Here’s an example of a big story that deployed all ten forms of fake news: the Swine Flu pandemic of 2009.
In the spring of 2009, the World Health Organization (elevated authority whose pronouncements are beyond challenge) announced that Swine Flu was a level-6 pandemic—its highest category of “danger.” In fact, there were only 20 confirmed cases at the time (direct lying about “danger”). And W.H.O. quietly changed the definition of “level-6” so widespread death and damage were no longer required (another aspect of direct lying).
The story was, of course, picked up by major media outlets all over the world (echo chamber effect, fake consensus, never connected dots re W.H.O. lies), and quite soon, Swine Flu case numbers rose into the thousands (direct lying, as we’ll soon see).
Medical experts were brought in to bolster the claims of danger (biased experts; important dissenters never given space to comment).

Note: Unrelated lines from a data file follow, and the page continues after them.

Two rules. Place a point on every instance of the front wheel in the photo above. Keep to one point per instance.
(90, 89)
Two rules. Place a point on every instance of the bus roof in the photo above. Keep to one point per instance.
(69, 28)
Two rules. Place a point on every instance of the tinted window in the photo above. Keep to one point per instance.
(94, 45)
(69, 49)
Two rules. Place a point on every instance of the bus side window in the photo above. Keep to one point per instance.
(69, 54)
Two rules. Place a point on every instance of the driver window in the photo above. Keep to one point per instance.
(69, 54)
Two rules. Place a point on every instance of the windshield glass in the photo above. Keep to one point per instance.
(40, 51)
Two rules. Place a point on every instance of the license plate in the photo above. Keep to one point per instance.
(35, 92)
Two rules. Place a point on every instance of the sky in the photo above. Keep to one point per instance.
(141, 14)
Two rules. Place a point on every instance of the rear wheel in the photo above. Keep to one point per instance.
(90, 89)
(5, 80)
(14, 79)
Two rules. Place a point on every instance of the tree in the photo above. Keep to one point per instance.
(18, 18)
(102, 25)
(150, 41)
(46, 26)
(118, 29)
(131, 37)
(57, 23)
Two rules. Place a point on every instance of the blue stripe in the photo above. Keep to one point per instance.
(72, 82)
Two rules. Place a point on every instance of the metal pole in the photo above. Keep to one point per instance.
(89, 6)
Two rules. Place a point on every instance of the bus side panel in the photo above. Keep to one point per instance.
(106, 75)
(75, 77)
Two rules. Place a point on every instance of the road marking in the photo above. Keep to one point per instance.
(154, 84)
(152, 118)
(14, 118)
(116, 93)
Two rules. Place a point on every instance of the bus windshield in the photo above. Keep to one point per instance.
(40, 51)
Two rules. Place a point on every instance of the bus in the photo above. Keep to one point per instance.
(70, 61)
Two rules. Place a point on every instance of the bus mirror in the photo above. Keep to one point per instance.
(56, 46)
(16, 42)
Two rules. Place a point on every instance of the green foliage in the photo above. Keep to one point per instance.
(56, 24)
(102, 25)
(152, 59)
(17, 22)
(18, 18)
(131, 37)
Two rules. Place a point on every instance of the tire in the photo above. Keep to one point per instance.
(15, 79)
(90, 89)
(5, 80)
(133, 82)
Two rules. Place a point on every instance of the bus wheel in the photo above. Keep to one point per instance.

In the early fall of 2009, Sharyl Attkisson, then a star investigative reporter for CBS News, published a story on the CBS News website. She indicated that the CDC had secretly stopped counting the number of Swine Flu cases in America. No other major news outlet reported this fact (omitting vital information).
Attkisson discovered the reason the CDC had stopped counting: the overwhelming number of blood samples taken from the most likely Swine Flu patients were coming back from labs with: no trace of Swine Flu or any other kind of flu.
Therefore, a gigantic hoax was revealed. The pandemic was a dud, a fake.
Despite Attkisson’s efforts, CBS never followed up on her story (shutting down the truth after exposing it). Never probed the lying by the CDC (failure to connect dots). In a sense, CBS turned Attkisson’s story into a limited hangout—a further investigation would have uncovered acres of criminal behavior by both the CDC and the World Health Organization, to say nothing of the governments and media outlets that supported these lying agencies. The mainstream press essentially censored Attkisson’s revelations.
Then, about three weeks after CBS published Attkisson’s story, WebMD published a piece in which the CDC claimed that its own (lying) estimate of 10,000 or so cases of Swine Flu in the US was a gross understatement.
Truly, there were 22 MILLION cases of Swine Flu in the US (doubling-down on lying).
And that was that.
And these mainstream sources are currently shouting and bloviating about independent media spreading fake news.
I guess you could call that number 11: accusing their opponents of committing the crimes they are, in fact, committing.